Avouez, c’est quand même un peu choquant ! Ces messages ne sont pas faits pour encourager les candidats à devenir disciples, n’est-ce pas ! Imaginez qu’on donne cet évangile lors des préparations de baptême, par exemple, où à ceux qui demandent un sacrement, les futurs confirmés ? Qui serait d’accord ?

ATTENTION ! DANGER ! SECTE !  N'est-ce pas ce que toute personne sensée dirait ? D'ailleurs, j'imagine que beaucoup d'entre nous auront déjà mis le bémol : Depuis le temps que nous entendons ces paroles à la messe, je ne connais personne qui ait refusé d'aller à l'enterrement de son père à cause d'elles ! On se dit : "ce n'est pas pour nous, nous on n'est pas des "fous de Dieu", mais des gens raisonnables, heureusement. "

Un couple qui préparait son mariage m’a fait découvrir ce texte autrement. Depuis, j’y vois surtout un avertissement contre la tentation du délai : délai pour éviter de se mettre en route tout de suite, excuse pour différer le véritable engagement… Le fiancé me racontait : « C’est ce que j’ai fait lors d’une première relation avec une autre femme, qui a duré des années. Je me disais : quand j’aurai un boulot stable, quand on aura une maison, quand on sera sûr d’être ensemble, quand on sera d’accord sur les enfants, quand… quand… alors peut-être on se mariera. Mais en réalité, c’était le symptôme d’une hésitation plus profonde. Et de fait, nous nous sommes séparés au bout de quelques années, constatant qu’on n’arrivait pas à s’engager ensemble. »

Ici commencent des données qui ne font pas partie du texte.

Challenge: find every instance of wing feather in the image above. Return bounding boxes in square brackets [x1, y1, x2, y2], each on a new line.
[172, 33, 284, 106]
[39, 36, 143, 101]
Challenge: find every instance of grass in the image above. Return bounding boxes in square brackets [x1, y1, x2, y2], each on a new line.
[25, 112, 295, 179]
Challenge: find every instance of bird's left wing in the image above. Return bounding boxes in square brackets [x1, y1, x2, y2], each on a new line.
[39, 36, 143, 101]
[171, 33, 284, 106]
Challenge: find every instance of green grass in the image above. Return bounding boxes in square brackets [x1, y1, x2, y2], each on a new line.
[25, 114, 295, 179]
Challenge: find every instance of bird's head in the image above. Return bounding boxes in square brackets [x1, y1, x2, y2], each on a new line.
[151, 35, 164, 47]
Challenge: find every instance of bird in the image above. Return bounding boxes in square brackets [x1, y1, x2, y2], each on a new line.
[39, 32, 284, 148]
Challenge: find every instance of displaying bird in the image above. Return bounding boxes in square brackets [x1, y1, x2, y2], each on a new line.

Je crois que c'est  le nœud du problème que Jésus veut dénoncer avec des paroles fortes, certes, et même choquantes pour qu'elles marquent les esprits et fassent réfléchir.



Ne pas savoir gérer les priorités devient un mal régulier du monde d’aujourd’huiJésus avait choisi les siennes, rien ne pouvait lui en faire dévier : « Le visage déterminé, il prit la route de Jérusalem » – en sachant très bien ce qu’il risquait, il avait déjà annoncé sa mort prochaine aux disciples qui ne le croyaient pas. Mais pour lui, rendre visible le Règne de Dieu était la priorité des priorités. Et cela sans passer par la violence, comme l’auraient voulu les 2 frères Jacques et Jean, ce qui est un raccourci dangereux et en contradiction avec le sens du message d’amour.

Comme le fait d’interdire l’avortement aux Etats-Unis, quelles qu’en soient les raisons ou situations concrètes – alors que la vente d’arme de guerre est autorisée même pour les moins de 18 ans ! (Cherchez l’erreur.) Invoquer la volonté de Dieu comme le fait Trump est indécent, car, si la vie humaine est effec-tivement sacrée, il y a lieu de discerner dans chaque cas quelle est la véritable priorité, et ce n’est pas chose facile. Beaucoup de choses entrent en jeu en effet, et imposer par la loi peut aussi être une violence.

 

Nous sommes tiraillés sans cesse par ce que nous croyons être des urgences, ou de fausses priorités que nous absolutisons ainsi. La vie familiale, relationnelle en souffre. Les gens sont malades du stress qu’engendrent les conflits entre de nombreuses soi-disant « urgences » imposées par le mode de vie contemporain. Et ne parlons pas de notre vie spirituelle et religieuse ! Au rayon des priorités, elles seraient plutôt tout au bas de la liste ! 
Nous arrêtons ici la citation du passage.